古渭寨經營得愈發紅火,賺到的錢財已經夠自身開支,只不過糧食還得從秦州運來。
一觸即發的宋夏戰爭,也在三月冷卻下來。
梁太后和梁乙埋兄妹倆,發現自己指揮不動軍隊,而且朝中也有貴族掣肘,於是主動跟大宋講和。
西夏主動遣使議和,還傳來李諒祚的死訊,大宋文官瞬間就支棱起來。
文官們說,想要議和可以,把殺害楊定的兇手交出來!
楊定曾經參與謀劃收服綏州。
這傢伙出使西夏的時候,收了李諒祚的寶物和金銀,擅自許諾把邊民歸還給西夏。
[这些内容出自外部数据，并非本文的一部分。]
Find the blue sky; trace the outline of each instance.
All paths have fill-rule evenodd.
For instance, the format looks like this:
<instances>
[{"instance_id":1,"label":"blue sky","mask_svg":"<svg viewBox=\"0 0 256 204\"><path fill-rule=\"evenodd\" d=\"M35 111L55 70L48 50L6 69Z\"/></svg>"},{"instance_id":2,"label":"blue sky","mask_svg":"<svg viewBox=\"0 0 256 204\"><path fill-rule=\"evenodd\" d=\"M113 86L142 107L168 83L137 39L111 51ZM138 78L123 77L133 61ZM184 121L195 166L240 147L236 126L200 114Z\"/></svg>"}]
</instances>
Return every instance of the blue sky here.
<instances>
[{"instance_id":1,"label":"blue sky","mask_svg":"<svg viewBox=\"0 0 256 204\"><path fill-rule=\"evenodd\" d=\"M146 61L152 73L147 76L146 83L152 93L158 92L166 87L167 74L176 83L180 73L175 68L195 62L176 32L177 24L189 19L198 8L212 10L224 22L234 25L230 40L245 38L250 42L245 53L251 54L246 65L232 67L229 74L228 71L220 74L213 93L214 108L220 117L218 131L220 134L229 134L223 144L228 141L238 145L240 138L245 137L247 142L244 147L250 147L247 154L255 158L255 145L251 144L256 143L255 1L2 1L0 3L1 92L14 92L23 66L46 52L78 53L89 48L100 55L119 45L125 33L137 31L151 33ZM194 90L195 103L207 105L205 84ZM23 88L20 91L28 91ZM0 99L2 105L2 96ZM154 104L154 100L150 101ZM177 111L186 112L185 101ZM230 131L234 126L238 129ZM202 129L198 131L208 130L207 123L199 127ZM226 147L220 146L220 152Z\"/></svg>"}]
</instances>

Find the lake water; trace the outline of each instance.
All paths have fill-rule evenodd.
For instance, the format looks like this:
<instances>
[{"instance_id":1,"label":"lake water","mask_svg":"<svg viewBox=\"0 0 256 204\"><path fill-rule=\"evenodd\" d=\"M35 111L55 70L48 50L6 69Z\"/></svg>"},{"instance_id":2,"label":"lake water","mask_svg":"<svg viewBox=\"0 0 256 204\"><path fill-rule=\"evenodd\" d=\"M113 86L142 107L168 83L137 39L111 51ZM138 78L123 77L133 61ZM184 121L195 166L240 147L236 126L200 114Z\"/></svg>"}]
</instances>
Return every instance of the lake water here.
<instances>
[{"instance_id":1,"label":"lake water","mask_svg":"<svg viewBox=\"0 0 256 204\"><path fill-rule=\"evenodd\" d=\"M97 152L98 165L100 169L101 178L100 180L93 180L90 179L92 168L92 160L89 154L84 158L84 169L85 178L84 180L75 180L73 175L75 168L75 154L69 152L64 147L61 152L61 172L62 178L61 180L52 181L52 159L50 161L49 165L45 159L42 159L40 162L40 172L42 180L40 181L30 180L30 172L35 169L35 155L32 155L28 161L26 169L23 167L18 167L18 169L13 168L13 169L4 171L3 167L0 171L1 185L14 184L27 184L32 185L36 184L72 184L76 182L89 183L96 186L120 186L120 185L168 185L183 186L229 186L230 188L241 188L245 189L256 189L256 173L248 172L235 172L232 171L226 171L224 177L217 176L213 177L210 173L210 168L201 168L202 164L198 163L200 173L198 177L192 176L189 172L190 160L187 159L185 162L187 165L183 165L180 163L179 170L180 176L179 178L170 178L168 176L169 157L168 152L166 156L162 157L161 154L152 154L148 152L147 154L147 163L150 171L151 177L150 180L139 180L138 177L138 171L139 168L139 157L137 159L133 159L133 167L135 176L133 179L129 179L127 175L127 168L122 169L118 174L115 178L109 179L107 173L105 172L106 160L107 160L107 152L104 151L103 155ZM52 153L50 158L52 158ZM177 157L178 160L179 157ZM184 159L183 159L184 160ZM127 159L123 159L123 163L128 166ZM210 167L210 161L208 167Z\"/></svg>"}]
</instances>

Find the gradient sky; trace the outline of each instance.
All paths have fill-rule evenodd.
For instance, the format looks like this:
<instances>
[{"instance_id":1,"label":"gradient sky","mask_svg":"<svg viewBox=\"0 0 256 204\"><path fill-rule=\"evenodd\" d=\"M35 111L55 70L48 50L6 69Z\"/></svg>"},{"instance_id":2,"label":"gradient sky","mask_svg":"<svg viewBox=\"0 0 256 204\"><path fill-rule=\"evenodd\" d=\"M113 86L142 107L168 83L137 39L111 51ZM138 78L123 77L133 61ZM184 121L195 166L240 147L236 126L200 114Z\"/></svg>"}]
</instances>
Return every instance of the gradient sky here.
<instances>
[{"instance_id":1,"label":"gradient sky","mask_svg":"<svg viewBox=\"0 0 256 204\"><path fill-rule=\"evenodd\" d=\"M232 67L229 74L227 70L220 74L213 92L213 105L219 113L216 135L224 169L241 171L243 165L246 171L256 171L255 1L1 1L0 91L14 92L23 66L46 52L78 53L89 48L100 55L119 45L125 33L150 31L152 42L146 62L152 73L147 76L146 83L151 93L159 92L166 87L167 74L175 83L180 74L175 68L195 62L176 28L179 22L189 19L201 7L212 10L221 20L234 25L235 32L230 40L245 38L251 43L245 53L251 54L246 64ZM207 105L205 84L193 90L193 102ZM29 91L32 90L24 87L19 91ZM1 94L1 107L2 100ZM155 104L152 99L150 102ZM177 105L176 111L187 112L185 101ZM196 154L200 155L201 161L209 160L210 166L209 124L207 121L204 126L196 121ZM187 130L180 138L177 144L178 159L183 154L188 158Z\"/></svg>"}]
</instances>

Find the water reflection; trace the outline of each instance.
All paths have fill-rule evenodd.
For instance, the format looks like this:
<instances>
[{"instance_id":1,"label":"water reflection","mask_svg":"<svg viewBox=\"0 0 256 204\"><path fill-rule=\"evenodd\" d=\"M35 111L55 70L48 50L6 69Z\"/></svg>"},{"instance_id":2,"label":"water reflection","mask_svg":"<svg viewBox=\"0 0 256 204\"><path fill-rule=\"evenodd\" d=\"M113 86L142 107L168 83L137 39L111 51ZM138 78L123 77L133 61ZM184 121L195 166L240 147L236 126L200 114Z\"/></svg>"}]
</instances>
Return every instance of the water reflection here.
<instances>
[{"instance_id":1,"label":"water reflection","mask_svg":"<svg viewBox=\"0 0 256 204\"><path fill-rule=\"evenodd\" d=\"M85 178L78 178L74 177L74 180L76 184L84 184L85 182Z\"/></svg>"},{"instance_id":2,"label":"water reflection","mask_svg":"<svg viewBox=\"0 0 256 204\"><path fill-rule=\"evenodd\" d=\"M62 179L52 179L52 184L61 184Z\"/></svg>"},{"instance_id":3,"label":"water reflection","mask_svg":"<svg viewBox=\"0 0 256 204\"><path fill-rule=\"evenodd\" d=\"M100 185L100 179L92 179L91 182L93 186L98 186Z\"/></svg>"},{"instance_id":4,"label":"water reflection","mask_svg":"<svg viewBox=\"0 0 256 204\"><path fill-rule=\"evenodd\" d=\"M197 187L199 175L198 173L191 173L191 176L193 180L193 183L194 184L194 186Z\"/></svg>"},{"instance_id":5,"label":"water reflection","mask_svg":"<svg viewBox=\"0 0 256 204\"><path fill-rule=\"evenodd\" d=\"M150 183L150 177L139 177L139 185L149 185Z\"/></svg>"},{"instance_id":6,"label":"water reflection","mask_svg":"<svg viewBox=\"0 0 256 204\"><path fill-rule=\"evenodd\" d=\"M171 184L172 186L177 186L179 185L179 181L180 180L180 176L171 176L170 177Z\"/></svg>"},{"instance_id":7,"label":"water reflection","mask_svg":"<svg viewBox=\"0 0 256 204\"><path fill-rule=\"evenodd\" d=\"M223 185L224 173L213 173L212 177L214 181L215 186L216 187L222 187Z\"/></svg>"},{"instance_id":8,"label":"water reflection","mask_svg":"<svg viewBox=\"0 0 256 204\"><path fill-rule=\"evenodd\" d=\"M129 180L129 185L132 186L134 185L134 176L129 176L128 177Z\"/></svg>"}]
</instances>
他回京之後,只上交寶物,私吞了金銀,還忽悠皇帝說:李諒祚此人類似孫策,可以派人刺殺。
種諤收服綏州時,李諒祚大怒,認為都是楊定在搞鬼。於是打著議和的幌子,把楊定騙過去殺了。
大宋使臣被殺,面子上過不去,現在非要西夏交出兇手才肯議和。
西夏謊稱已經處死兇手,大宋索要兇手的首級,西夏死活不肯交出首級。於是雙方就僵住了,既不戰,也不和。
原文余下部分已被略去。